Segundo o MP, a investigação analisa crimes de apropriação indébita, lavagem de capitais, organização criminosa, sonegação fiscal e falsidade ideológica praticadas pelos dirigentes das três associações ligadas à Igreja Católica em Trindade, que recebiam doações em dinheiro de fiéis.

De acordo com o promotor Sebastião Marcos Martins está sendo analisada uma movimentação financeira equivalente a R$ 1,7 bilhão. Segundo o promotor, a fraude não atinge o montante na sua íntegra, mas, a partir da documentação apreendida, será possível definir o valor que foi desviado.

Teriam sido beneficiados com o desvio o padre Robson de Oliveira Pereira, que preside a Associação Filhos do Pai Eterno (Afipe) – CNPJ nº 06.279.215/0001-70 –; Associação Filhos do Pai Eterno e Perpétuo Socorro – CNPJ nº 11.300.117/0001-07 –, e Associação Pai Eterno e Perpétuo Socorro – CNPJ nº 11.430.844/0001-99 –, e uma rede de empresas e pessoas que foi criada para a realização das possíveis fraudes.

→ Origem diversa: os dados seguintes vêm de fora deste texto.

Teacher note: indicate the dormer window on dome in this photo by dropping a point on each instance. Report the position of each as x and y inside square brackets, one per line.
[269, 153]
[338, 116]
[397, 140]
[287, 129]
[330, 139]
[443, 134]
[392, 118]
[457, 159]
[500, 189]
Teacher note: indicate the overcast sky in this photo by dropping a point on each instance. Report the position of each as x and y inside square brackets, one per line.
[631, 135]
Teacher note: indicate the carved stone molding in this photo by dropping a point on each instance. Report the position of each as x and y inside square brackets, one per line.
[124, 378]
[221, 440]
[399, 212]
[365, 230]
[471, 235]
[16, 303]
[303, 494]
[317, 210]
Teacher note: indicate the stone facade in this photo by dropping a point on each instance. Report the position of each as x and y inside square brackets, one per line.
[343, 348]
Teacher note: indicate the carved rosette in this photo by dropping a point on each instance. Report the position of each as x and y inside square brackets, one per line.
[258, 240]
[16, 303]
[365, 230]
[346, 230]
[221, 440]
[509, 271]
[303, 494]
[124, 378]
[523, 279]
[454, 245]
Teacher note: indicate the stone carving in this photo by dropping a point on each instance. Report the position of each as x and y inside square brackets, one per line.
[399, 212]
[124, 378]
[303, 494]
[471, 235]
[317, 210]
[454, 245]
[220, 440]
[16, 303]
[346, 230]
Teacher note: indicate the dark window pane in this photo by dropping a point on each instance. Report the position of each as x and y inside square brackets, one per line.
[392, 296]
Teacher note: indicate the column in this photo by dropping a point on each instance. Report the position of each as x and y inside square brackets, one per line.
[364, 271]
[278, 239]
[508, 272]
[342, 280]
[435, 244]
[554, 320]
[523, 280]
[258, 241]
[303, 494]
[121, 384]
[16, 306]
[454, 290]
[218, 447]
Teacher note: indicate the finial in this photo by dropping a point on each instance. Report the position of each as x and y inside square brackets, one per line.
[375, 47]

A investigação que resultou na Operação Vendilhões teve início em 2019, a partir da condenação de um grupo criminoso que praticou extorsão contra padre Robson. Na ocasião, cinco pessoas exigiram mais de R$ 2 milhões para que não fossem divulgadas imagens e mensagens eletrônicas com informações pessoais, amorosas e profissionais que prejudicassem a imagem do religioso (leia no Saiba Mais). O processo foi enviado ao Gaeco para apurar a origem do dinheiro utilizado para pagamento de parte do valor ao grupo criminoso.

Na análise da movimentação financeira das Afipes, o Gaeco descobriu, segundo Sebastião Marcos Martins, uma grande teia de movimentações financeiras, envolvendo a compra e venda de imóveis – casas, apartamentos e fazendas – em Goiás e outros Estados, além de transferências de valores entre contas bancárias. De acordo com o promotor de Justiça, as três associações recebiam dinheiro separadamente, proveniente de doações de fiéis, e transferiam os valores com a utilização de contas bancárias de terceiros.

Na operação, foram cumpridos 16 mandados de busca e apreensão na sede das associações, empresas e residências em Goiânia e Trindade, expedidos pelo Juízo da Vara de Feitos Relativos a Organizações Criminosas e Lavagem de Capitais, em decisão da juíza Placidina Pires. Foi encontrado dinheiro nos locais das buscas e apreensões, cujo valor ainda está sendo contabilizado. Participaram da operação 20 promotores de Justiça, 52 servidores do MP-GO, 4 delegados, 8 agentes da Polícia Civil e 61 policiais militares.


O procurador-geral da Justiça de Goiás, Aylton Flávio Vechi, afirmou que a investigação buscou apurar o proveito eminentemente econômico da fé e da devoção de milhares de pessoas, respaldado nas doações para a construção da nova Basílica de Trindade e no atendimento aos fiéis. O secretário de Segurança Pública, Rodnei Miranda disse, na entrevista, que o volume de recursos em investigação pressupõe algum tipo de ilegalidade cometida pelos dirigentes das Afipes.